I'm trying to use Curator to shrink indices which are older than a certain number of days from 4 shards to 2 shards. However after it finishes moving all the shards to the same node, it simply stops working. In Kibana's monitoring I can see that the shards in fact have been correctly moved to one node. If I run the _shrink api by hand, I am able to finish the process just fine. However Curator is unable to do the same.
On INFO log level, the log says practically nothing, however this is what I see in DEBUG mode:
2018-07-31 14:39:57,436 DEBUG curator.actions.shrink pre_shrink_check:2071 FINISH PRE_SHRINK_CHECK
2018-07-31 14:39:57,436 INFO curator.actions.shrink do_action:2122 Moving shards to shrink node: "node4"
2018-07-31 14:39:57,902 DEBUG curator.utils wait_for_it:1751 Elapsed time: 0 seconds
2018-07-31 14:39:57,902 DEBUG curator.utils health_check:1498 KWARGS= "{'relocating_shards': 0}"
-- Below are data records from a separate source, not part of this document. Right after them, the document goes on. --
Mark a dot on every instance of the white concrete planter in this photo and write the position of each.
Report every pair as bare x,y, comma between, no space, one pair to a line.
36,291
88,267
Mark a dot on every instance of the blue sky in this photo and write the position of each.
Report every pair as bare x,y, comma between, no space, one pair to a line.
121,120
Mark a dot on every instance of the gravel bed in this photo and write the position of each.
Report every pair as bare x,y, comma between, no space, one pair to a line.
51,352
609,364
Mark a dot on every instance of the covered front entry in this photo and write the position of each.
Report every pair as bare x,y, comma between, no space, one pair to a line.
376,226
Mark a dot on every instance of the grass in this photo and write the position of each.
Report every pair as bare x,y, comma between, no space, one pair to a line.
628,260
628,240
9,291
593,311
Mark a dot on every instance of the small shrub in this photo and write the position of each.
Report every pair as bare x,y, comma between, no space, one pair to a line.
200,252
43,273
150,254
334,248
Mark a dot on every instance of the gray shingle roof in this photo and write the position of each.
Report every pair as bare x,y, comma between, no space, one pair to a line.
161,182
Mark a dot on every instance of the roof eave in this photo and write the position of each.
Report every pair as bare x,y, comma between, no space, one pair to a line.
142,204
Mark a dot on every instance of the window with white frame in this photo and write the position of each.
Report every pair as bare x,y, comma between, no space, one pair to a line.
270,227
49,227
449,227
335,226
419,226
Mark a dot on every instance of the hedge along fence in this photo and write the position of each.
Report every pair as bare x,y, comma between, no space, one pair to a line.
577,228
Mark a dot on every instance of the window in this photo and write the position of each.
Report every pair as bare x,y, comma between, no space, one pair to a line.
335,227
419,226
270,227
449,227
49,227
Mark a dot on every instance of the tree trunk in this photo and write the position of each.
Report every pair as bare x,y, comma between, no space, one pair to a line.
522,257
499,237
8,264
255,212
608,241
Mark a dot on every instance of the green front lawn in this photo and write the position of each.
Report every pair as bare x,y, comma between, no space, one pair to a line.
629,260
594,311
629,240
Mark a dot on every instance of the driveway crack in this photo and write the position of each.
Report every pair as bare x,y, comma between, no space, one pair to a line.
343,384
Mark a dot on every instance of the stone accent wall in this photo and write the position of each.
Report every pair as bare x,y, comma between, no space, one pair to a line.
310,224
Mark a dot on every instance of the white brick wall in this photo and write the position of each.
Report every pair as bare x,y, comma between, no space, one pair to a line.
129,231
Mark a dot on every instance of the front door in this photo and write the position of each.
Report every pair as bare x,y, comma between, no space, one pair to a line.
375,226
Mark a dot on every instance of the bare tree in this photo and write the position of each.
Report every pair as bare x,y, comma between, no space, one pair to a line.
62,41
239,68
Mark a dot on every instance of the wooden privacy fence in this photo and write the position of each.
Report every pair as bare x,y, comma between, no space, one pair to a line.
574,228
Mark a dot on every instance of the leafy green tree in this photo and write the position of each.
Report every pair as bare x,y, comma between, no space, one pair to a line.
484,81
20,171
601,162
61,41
2018-07-31 14:39:57,912 DEBUG curator.utils health_check:1512 NO MATCH: Value for key "0", health check data: 3
2018-07-31 14:39:57,912 DEBUG curator.utils wait_for_it:1754 Response: False
2018-07-31 14:39:57,912 DEBUG curator.utils wait_for_it:1774 Action "allocation" not yet complete, 0 total seconds elapsed. Waiting 9 seconds before checking again.
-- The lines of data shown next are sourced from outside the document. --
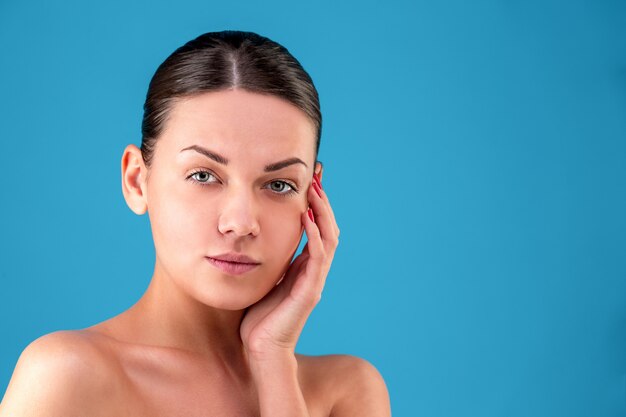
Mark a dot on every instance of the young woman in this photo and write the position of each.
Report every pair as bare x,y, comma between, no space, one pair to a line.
228,174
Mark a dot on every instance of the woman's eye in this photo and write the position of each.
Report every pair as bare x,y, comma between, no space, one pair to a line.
282,187
201,176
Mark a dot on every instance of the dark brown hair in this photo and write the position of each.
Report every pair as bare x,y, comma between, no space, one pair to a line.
221,60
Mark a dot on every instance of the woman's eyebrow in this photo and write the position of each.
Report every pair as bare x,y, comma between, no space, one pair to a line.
221,160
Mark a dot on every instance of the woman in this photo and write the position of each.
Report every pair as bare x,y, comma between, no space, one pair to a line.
228,173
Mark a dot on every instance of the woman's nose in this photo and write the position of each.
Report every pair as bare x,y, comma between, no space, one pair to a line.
239,214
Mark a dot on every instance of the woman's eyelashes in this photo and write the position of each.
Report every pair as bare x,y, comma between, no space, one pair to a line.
284,188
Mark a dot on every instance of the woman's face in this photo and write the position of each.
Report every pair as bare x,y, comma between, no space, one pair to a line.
247,198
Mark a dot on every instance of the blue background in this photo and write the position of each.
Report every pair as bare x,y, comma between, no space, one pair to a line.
475,156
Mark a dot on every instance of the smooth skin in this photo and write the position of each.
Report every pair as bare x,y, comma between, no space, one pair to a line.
201,342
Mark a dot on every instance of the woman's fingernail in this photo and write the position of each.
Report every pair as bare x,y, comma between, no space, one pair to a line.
317,179
317,189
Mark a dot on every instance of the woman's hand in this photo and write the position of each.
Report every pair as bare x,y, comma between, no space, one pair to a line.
272,326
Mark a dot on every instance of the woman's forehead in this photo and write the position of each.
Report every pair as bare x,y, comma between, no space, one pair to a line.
237,123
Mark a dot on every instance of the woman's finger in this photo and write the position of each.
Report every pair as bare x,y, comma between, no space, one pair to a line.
323,217
330,209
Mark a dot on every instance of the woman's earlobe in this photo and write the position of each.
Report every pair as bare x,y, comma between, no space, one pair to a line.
133,180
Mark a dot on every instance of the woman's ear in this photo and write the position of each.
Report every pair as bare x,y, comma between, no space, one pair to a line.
134,174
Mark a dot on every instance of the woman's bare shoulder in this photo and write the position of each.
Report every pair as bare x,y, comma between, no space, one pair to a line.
62,373
350,385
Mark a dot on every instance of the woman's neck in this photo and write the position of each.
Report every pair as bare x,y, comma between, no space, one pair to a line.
166,316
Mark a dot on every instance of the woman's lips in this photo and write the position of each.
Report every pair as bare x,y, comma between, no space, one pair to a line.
232,268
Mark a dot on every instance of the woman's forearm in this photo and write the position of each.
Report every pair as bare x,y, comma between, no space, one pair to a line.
279,392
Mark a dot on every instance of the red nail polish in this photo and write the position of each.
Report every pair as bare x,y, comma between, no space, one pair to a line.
317,189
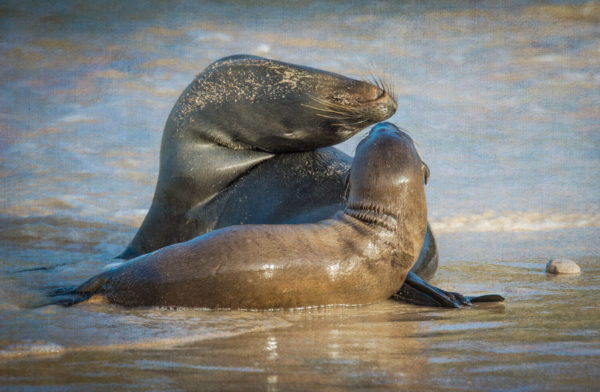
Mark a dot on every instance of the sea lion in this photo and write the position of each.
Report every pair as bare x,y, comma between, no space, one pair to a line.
244,110
362,254
219,165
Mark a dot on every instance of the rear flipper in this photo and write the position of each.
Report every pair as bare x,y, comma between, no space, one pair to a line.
418,292
66,296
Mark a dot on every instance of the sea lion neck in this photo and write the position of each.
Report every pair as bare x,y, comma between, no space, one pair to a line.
252,103
385,167
372,214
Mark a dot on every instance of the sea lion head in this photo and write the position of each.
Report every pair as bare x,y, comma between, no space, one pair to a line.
277,107
387,186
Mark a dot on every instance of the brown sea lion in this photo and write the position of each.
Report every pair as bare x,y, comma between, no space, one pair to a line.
233,151
362,254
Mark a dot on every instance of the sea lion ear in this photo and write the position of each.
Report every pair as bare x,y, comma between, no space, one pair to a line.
347,185
426,172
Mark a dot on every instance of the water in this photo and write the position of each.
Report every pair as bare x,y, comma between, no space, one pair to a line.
502,100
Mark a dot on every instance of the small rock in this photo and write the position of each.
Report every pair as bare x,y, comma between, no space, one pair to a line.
562,266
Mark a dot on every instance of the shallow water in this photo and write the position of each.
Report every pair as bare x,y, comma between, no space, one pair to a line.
502,100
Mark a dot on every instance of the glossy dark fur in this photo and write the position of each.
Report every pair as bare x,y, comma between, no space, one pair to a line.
361,254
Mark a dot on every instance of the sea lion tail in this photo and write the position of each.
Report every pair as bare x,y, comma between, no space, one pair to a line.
72,295
66,296
416,291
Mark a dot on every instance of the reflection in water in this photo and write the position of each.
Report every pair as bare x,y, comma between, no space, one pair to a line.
502,100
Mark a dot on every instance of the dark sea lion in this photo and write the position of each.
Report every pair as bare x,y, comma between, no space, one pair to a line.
362,254
244,145
222,156
241,111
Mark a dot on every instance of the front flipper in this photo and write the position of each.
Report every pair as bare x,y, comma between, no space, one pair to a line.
416,291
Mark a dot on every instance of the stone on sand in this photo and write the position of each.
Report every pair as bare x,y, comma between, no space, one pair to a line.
562,266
2018-07-31 14:40:06,921 DEBUG curator.utils wait_for_it:1751 Elapsed time: 9 seconds
2018-07-31 14:40:06,922 DEBUG curator.utils health_check:1498 KWARGS= "{'relocating_shards': 0}"
2018-07-31 14:40:06,961 DEBUG curator.utils health_check:1512 NO MATCH: Value for key "0", health check data: 2
2018-07-31 14:40:06,961 DEBUG curator.utils wait_for_it:1754 Response: False
2018-07-31 14:40:06,961 DEBUG curator.utils wait_for_it:1774 Action "allocation" not yet complete, 9 total seconds elapsed. Waiting 9 seconds before checking again.
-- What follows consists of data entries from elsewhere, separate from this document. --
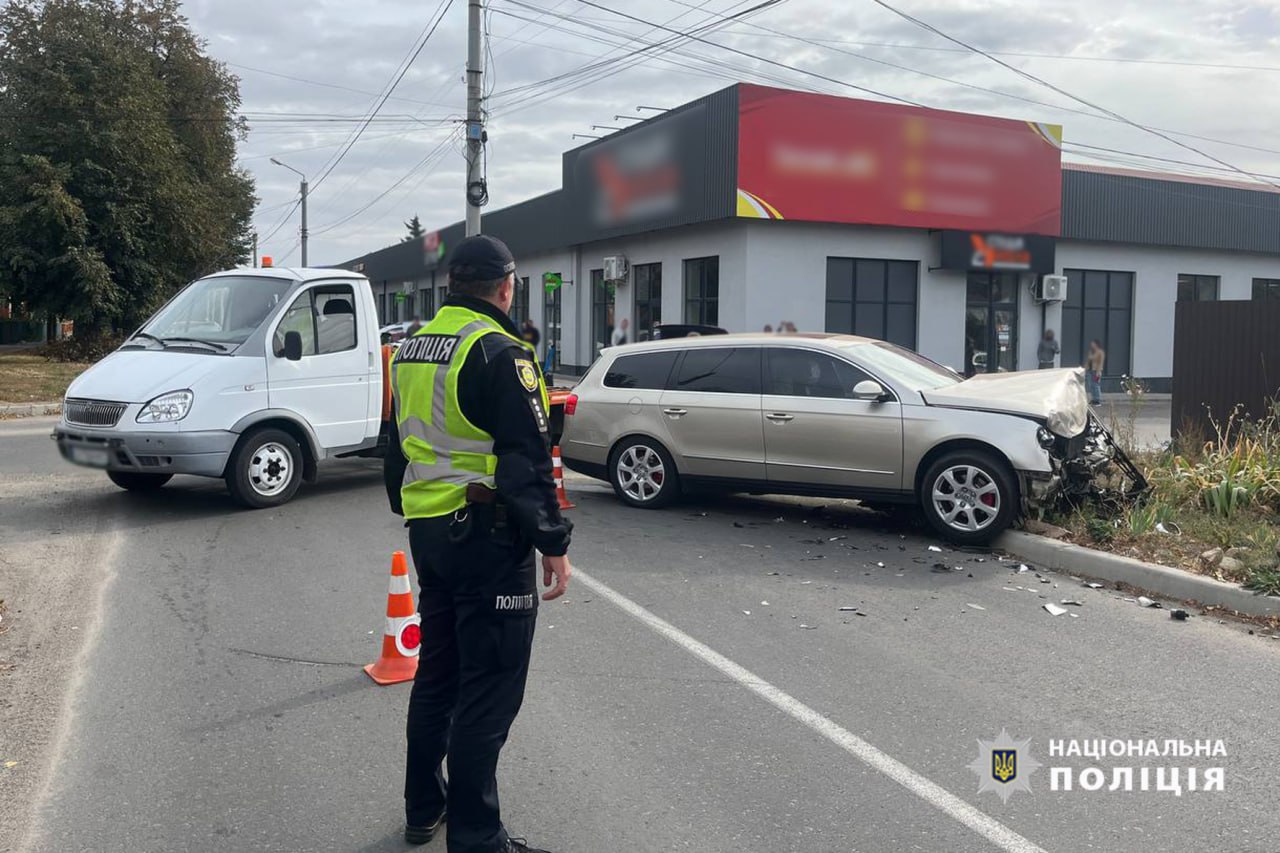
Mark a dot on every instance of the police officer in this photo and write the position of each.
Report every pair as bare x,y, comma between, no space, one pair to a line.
469,466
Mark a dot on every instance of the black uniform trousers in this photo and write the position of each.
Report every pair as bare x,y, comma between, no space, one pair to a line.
479,606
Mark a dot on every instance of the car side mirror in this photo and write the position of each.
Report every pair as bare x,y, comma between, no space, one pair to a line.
869,389
293,346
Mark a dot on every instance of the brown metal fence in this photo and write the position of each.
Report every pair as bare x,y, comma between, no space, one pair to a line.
1225,355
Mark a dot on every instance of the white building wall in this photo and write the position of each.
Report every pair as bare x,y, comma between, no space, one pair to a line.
1156,269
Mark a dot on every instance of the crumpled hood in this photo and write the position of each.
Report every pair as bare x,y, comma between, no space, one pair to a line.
1057,396
138,375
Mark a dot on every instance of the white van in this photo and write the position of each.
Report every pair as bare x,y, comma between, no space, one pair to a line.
252,375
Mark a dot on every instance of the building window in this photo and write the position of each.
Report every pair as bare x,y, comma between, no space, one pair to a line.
1197,288
551,325
648,283
873,297
1266,288
520,301
702,291
1098,308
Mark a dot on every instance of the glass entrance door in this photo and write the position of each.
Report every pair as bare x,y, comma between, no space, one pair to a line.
991,323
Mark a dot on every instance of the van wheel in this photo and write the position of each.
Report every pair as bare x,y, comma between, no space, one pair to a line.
137,480
969,497
265,469
643,474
And this goes on until I kill the process.
Here's my action.yml:
actions:
1:
action: shrink
description: Shrink indices older than 31 days on the node with the most available space. Delete source index after successful shrink, then reroute the shrunk index with the provided parameters.
options:
ignore_empty_list: True
shrink_node: DETERMINISTIC
node_filters:
permit_masters: False
exclude_nodes: ['not_this_node']
number_of_shards: 2
number_of_replicas: 0
shrink_prefix:
shrink_suffix: '-shrinked'
delete_after: True
post_allocation:
allocation_type: include
key: node_tag
value: cold
wait_for_active_shards: 1
extra_settings:
settings:
index.codec: best_compression
wait_for_completion: True
wait_for_rebalance: True
wait_interval: 9
max_wait: -1
filters:
- filtertype: pattern
kind: prefix
value: log-
exclude: False
- filtertype: age
source: name
direction: older
timestring: '%Y.%m.%d'
unit: days
unit_count: 31
exclude: False
I repeat: I can run shrinking just fine "by hand," but after the allocation phase Curator fails to continue, despite the fact that all the evidence shows that it has already been finished long ago.